I'm on both sides of the fence with early Mandalorian. I need to watch it again until it jumps the shark because I don't know how early it did that.
The latter episodes were incredibly laboured, with the narrative being spelt out, as if to a child, by various characters. I think it may have always been like that, but the look and feel overwhelmed the ridiculous dialogue for a while.
If they were more clever with the body language of the main character, then the others wouldn't have had to carry the direction of the storyline so heavily verbally. Again, I think this was done well early, but kinda lost in the desperation for grogu storyline and screen time cuteness.
I'd have to watch it again, and right now it ain't worth the time.
I watched two or three episodes of The Mandalorian and was very underwhelmed. Childishly simplistic plot, but much too violent to be a kid’s show. (Although now I say that, I guess the original movies are both childish and violent.)
There’s a bit where the main character very obviously levels up and gets to choose a power-up. Then he sees somebody else with a different power-up and goes “wow, I should get one of those”. That confirmed to me that it wanted to be a videogame rather than a serious drama.

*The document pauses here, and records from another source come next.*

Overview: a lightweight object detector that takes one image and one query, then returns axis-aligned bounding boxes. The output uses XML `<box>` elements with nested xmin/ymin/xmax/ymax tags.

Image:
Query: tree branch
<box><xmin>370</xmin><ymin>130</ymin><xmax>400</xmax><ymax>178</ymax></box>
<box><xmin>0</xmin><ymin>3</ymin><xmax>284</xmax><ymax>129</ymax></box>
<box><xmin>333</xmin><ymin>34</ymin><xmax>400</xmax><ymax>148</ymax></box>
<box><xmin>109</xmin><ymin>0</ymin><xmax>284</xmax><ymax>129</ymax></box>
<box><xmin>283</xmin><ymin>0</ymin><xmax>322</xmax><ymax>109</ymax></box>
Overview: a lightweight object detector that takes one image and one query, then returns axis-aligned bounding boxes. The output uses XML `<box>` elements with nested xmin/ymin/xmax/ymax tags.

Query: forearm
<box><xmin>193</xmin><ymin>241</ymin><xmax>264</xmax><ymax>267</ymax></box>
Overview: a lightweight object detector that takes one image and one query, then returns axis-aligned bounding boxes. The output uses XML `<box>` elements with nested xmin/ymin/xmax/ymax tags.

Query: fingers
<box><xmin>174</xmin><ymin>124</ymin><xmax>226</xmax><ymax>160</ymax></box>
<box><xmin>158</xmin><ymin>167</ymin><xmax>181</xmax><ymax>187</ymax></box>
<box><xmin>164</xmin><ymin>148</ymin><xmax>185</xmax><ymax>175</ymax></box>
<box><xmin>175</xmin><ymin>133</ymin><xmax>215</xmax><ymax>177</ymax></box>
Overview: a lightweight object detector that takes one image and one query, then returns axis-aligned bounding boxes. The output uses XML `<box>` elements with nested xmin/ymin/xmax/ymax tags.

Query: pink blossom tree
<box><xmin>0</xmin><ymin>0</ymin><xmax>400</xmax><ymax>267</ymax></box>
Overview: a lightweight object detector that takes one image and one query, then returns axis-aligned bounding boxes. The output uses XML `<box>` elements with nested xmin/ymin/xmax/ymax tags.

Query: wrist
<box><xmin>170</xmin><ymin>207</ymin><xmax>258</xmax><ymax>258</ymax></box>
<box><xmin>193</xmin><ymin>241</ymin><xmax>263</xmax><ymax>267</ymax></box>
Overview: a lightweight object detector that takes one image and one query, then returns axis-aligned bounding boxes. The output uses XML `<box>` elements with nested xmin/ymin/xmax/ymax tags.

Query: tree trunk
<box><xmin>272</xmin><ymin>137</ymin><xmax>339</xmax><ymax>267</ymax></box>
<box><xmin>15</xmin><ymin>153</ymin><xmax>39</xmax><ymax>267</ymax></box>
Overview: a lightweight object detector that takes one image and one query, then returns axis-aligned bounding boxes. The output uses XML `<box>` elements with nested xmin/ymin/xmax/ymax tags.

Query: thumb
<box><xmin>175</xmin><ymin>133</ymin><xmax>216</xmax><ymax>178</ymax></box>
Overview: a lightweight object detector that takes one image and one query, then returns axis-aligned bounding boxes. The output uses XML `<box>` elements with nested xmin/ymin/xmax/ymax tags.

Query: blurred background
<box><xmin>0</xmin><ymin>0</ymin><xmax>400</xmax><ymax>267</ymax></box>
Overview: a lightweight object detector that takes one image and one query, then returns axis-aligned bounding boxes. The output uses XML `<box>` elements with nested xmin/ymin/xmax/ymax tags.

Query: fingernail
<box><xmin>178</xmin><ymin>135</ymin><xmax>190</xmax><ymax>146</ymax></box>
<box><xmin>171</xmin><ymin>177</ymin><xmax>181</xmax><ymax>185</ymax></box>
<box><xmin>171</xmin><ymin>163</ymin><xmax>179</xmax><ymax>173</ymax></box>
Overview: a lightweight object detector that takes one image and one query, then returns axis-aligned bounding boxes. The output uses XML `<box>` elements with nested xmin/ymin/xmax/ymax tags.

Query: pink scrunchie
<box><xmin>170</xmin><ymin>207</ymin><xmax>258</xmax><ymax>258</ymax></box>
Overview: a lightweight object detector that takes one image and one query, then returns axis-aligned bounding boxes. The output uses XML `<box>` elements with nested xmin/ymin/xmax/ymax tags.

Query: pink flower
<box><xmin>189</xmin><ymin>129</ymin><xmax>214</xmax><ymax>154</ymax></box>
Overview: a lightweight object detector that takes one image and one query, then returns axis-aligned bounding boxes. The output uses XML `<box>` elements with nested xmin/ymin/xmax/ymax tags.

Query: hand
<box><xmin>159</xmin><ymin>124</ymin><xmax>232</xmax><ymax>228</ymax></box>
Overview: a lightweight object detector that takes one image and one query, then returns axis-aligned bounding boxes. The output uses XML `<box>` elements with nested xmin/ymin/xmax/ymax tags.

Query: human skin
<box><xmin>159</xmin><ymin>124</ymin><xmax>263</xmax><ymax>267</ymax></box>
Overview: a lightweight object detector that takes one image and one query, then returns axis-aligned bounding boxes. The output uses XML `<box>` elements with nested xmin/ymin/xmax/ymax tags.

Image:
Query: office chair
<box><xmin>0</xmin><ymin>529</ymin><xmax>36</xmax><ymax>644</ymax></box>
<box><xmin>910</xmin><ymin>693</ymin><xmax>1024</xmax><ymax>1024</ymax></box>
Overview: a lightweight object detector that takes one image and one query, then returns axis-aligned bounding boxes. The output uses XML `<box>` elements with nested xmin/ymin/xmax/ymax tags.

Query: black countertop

Agreed. First couple of episodes are so good, when I was watching it really felt like the magic from watching EpIV again, as everything felt like being introduced to a new culture far away.
It really nails the feeling of watching an old Western movie where a cowboy bonds with an innocent person who needs protection against all odds.
As far as I'm concerned, The Mandalorian started out silly (Manadalorian honor code / the fucking helmet!), disjointed and boring, then there was that garbage episode where he randomly defends a village from Bad Guys, then I gave up on it.